I feel very lucky I had such a good time in my house, and that the next people to live in the house will appreciate it (they’re getting married in the backyard) and that it didn’t burn down and I didn’t have all my things ruined or anything. But with my good fortune and good memories comes weight. I feel a tremendous weight, a responsibility to remember everything for young Sarah. I feel like I have to take care of her and comfort her and tell her that everything turns out ok. I feel like she yearns to know that 2016 Sarah is alive. That being 28 is possible. And she aches to be acknowledged by me.

It feels overwhelming to do all the little Sarahs justice in my mind.
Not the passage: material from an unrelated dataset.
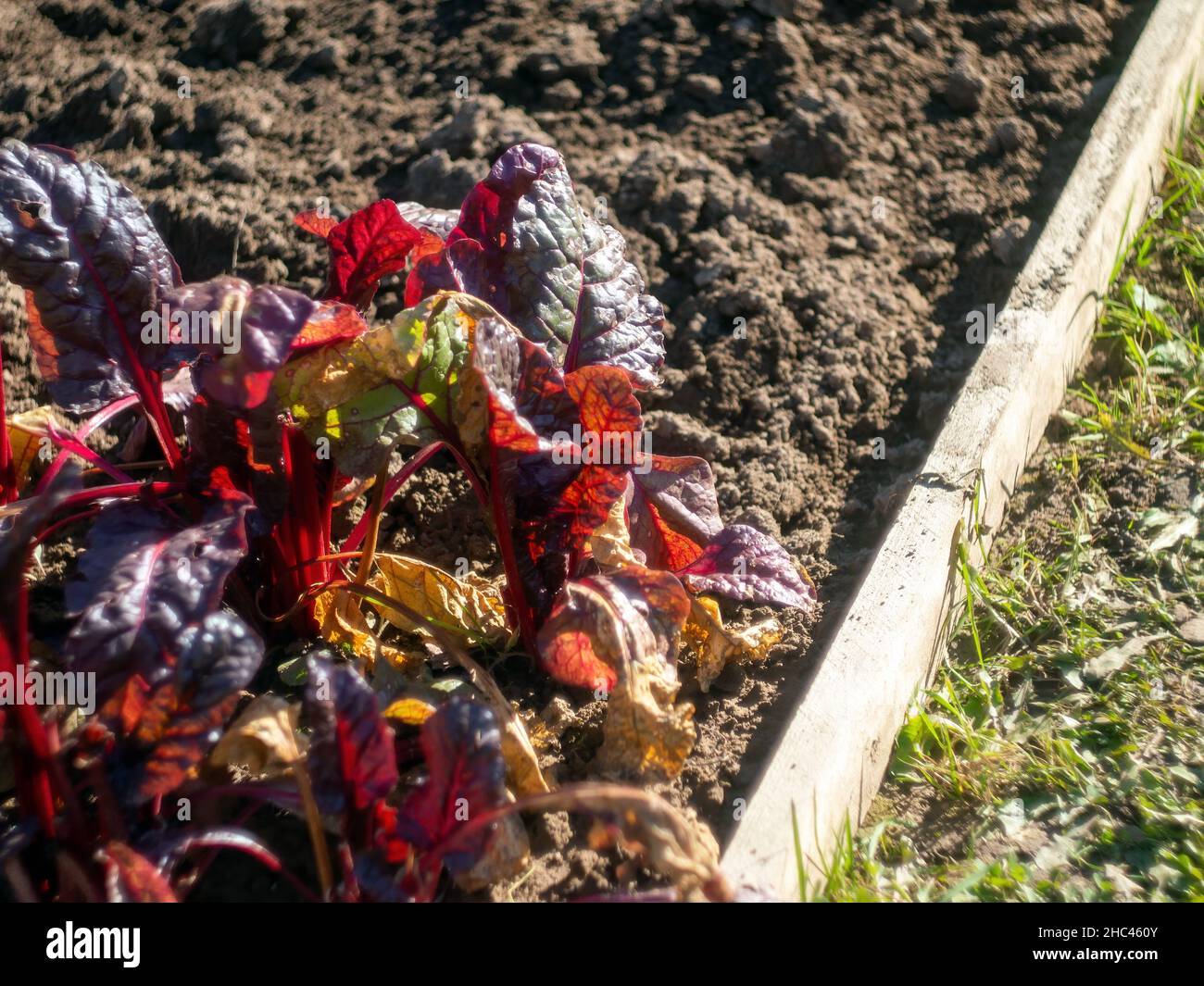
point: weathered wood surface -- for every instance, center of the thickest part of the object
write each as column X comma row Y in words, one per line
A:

There’s the Sarah whose most stressful part of her day was someone else making her take a bath. She rode her bike around the block and was scared of the bees in the trees. The people who lived at the end of the block seemed like they lived in another country. There were always skeletons under her bed and robbers waiting to kill her and vampires itching to suck her blood under the thin blanket with which she covered her neck when she was falling asleep.

There’s the Sarah who sat with her Bearded Collie in the front window and told her about her day, most of the time through stares and emotions. When she was supposed to be practicing the piano she instead looked at herself in the reflection of the angled front windows because when she danced, it looked like she was a chorus of dancers doing the cha-cha perfectly in sync. There’s the Sarah who made her dad carry her to the car when a hubcap fell off because she was terrified of bare tires because they were so ugly behind a missing façade.
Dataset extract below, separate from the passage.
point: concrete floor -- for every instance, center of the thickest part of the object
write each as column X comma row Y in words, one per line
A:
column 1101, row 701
There’s the Sarah who when 9/11 happened, every helicopter or plane in the sky was her demise. She and her family were bombed in many of her nightmares. She played “store” in the computer room and pretended to scan shiny shirts into an imaginary cash register because women who checked her out at stores were fully adults. She watched syndicated FRIENDS episodes on TBS on the old television in the basement until her mom yelled that it was too late and she was being irresponsible.

Fifteen-year-old Sarah had approximately 30 minutes after the bus dropped her off from high school to sing Fiona Apple or Barbra Streisand in the kitchen and family room before her mom got home from work. She sprinted on the treadmill for an hour while watching the Catwoman transformation scene in Batman Returns on repeat. Sometimes she worked out to the funky 70s score to Barbra Streisand’s most feminist film, Up the Sandbox. She was overwhelmed, overworked and cried a lot in her pink and green room.

A few days ago, as I was procrastinating from packing anything, I randomly looked at my profile’s reflection in a framed picture on my wall.

I thought to myself, "you're the woman you wanted to become."

I am healthy, I am sure of myself and my ability to handle my life alone. I'm the cool Sarah I wrote to in my diaries all the time. The one with freedom and wisdom and the legal ability to be an adult. It’s so strange, but I’m really fucking proud of all the Sarahs for getting me to this point. They should know that every one of their micromoments brought me to me, and each one was a gift, even if most of them do rest forever in the walls of that house.